The difference between these two scenarios isn't primarily about the technology. It's about asset management being moved from an administrative function to the core of strategic decision-making. The journey there has only just begun for most, but the direction is clear.
A Shift Is Underway
In conversations with energy companies around the world, we see a clear trend: asset management is evolving from a tool for managing existing assets to a function that shapes the entire company's future. It's a change that happens relatively quietly, but with far-reaching consequences.
Traditionally, asset management has been about keeping track of what exists, when it was installed, and when it needs to be replaced. Important work, but fundamentally reactive and administrative. Now we see the outlines of something different: organizations where asset management becomes the connecting function that enables smarter decisions across the entire operation.
This shift is naturally driven by electrification. When society's electricity needs increase dramatically, when new load patterns emerge from electric vehicles and heat pumps, when reliability requirements intensify – then it's no longer enough to simply manage what you have. You must actively shape your infrastructure for a future that looks completely different from today.
When Data Meets Strategy
What's interesting is what happens when modern tools for condition monitoring and predictive analytics are integrated with asset management. Suddenly the organization sits on a goldmine of information – but the value doesn't lie in the data itself, but in how it's used to make better decisions.
A procurement department that previously purchased components based on scheduled replacement intervals can now see actual condition development across the entire fleet and make more accurate forecasts.
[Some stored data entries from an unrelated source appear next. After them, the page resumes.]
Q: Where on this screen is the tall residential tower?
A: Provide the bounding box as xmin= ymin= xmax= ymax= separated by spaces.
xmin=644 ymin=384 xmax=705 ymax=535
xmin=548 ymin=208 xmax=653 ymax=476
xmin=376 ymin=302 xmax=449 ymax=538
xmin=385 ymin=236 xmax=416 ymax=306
Investment managers get not just budget basis for next year's maintenance, but can model different investment scenarios based on real component status. The project organization can prioritize between new investments and renewal using risk assessments grounded in analyzed data rather than general assumptions.
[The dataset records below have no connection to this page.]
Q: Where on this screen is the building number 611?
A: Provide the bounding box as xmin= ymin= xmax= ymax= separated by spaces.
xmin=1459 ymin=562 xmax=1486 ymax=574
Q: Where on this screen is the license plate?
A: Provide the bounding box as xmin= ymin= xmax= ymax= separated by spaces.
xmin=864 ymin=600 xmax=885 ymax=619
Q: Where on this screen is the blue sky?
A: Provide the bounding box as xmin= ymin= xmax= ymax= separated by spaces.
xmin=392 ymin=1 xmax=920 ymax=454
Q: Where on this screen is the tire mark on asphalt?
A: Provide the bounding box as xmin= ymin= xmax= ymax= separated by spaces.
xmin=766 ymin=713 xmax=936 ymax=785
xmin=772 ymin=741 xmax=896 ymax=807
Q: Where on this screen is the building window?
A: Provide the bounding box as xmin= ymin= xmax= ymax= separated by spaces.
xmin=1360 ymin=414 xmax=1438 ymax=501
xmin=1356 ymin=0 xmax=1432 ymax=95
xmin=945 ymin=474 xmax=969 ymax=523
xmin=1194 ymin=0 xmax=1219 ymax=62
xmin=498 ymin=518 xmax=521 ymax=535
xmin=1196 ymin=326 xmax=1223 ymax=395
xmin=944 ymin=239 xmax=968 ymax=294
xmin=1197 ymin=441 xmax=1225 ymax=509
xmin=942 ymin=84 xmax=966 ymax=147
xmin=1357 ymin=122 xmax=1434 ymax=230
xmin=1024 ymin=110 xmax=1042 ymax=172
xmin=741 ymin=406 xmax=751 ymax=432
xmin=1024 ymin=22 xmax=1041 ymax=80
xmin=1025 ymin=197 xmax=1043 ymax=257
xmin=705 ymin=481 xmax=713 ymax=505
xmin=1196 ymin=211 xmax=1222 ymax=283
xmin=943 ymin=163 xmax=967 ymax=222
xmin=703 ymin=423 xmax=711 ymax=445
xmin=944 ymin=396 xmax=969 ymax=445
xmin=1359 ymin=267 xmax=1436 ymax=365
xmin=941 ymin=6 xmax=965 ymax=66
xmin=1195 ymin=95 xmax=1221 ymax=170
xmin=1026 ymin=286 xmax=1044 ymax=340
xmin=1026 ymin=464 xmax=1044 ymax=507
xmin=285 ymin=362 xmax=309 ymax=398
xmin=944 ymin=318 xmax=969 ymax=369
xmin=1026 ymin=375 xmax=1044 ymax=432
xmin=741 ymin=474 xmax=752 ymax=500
This naturally requires that systems and processes are connected. In our work with utilities, we see that the most successful implementations are those where asset management becomes a natural bridge between different parts of the operation – where data flows smoothly from sensor to work order, and where insights reach the right people at the right time.
The Strategic Balancing Act
One of the most difficult challenges for today's utilities is finding the right balance between maintaining existing infrastructure and investing in new capacity. Electrification requires both robust existing grids and expansion to meet growing needs. Every dollar invested in maintenance is a dollar not going to expansion – and vice versa.
This is where asset management becomes critical. With better insight into actual condition and predictive models for future development, organizations can make more nuanced decisions. Which parts of the grid can have their lifespan extended? Where are the critical points that require immediate action? How do different investment choices affect the overall risk level?
This requires more than just good data – it requires tools and competence to transform data into decision support. Asset management then becomes the function that takes the holistic perspective and weighs different factors against each other: technical risk, economic optimization, regulatory requirements, and strategic business goals.
The Changing Competence Requirements
When asset management moves from back office to boardroom, the competence requirements also change. It's no longer enough to just understand technical specifications and lifecycle models. Now the ability to interpret data flows, communicate risk in business terms, and understand how asset management decisions affect the entire organization's strategy is needed.
In our dialogues with customers, we see different maturity levels in this development. Some organizations have already built cross-functional teams where asset management, IT, finance, operations, and maintenance work closely integrated. Others are at the beginning of the journey and are seeking the right approaches and tools to take the next step.
Those who succeed best see asset management as a strategic function, not just a cost to be managed.
The Future of Asset Management
Electrification isn't going to slow down – on the contrary. When the transportation sector electrifies on a larger scale, when industry transitions, when the heating sector connects to the power grid, then the demands for both capacity and reliability increase further.
We stand in the midst of a shift where asset management is evolving from an administrative necessity to a strategic core competence. The organizations that succeed in making this shift, that build bridges between data and decisions, between technology and economics, between operations and strategy – these are the ones that will be best equipped for the energy sector's next chapter.